Marty Miller didn't expect bad news when he stopped into his neighborhood auto parts store for a couple of taillights Friday afternoon.
But he quickly hit the brakes.
"We're closing, Marty," said Jeff Riner, manager of Larry's Auto Parts, 1502 W. 23rd St. "We held on as long as we could, but we figured it was time for a change. A lot of things have changed."
Miller, who runs a small carpentry business nearby, paid his 98 cents before pondering the unwelcome fate of yet another family-owned operation shutting down.
"I do what I can to support local businesses," he told Riner, sympathetically, "and I get ticked off when they leave."
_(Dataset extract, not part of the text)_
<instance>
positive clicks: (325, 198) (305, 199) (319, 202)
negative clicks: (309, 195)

Friday's sale indeed proved to be too little, too late for Larry's Auto Parts, which closes this evening after nearly 32 years in business.
Riner said that the shop founded by his father-in-law, Larry James, couldn't keep up with increasing competition, shifting customer attitudes and longer-lasting vehicles.
"The mom-and-pop stores, there just aren't going to be a lot of them around," Riner said. "We've seen that in hardware stores and grocery stores and the whole bit. The big guys have greater buying power, and it just makes it tough."
But it's been a good run, James said.
When he opened the place in 1969 alongside W.B. Auto Sales, northeast of 23rd and Louisiana streets, the city had several dozen gasoline stations that provided full-service garage operations. James' business grew consistently until 1996, when it peaked with monthly sales of $60,000.
But as the number of full-service gasoline stations dwindled and chain parts stores multiplied sales dipped about 5 percent a year. James soon sold his controlling share of the business to a Wichita-based parts chain, which last month decided to pull the plug.
The shop's 25,000 different parts from 10-cent, valve-stem caps to $700 engine-control computers will be packed up for distribution to other company stores, closing the book on another chapter of Lawrence's small-business past.
James is resigned to the closing, even comfortable. All of his children Ronda, Randy and Rachelle worked at the shop at some point, making it a family operation.
Ronda, who was born the day her father opened the place, later would marry Riner, who was working as a driver and clerk behind the counter.
"It's kind of sad, but times change," Larry James said, leaning against the counter. "It's time to move on, I guess."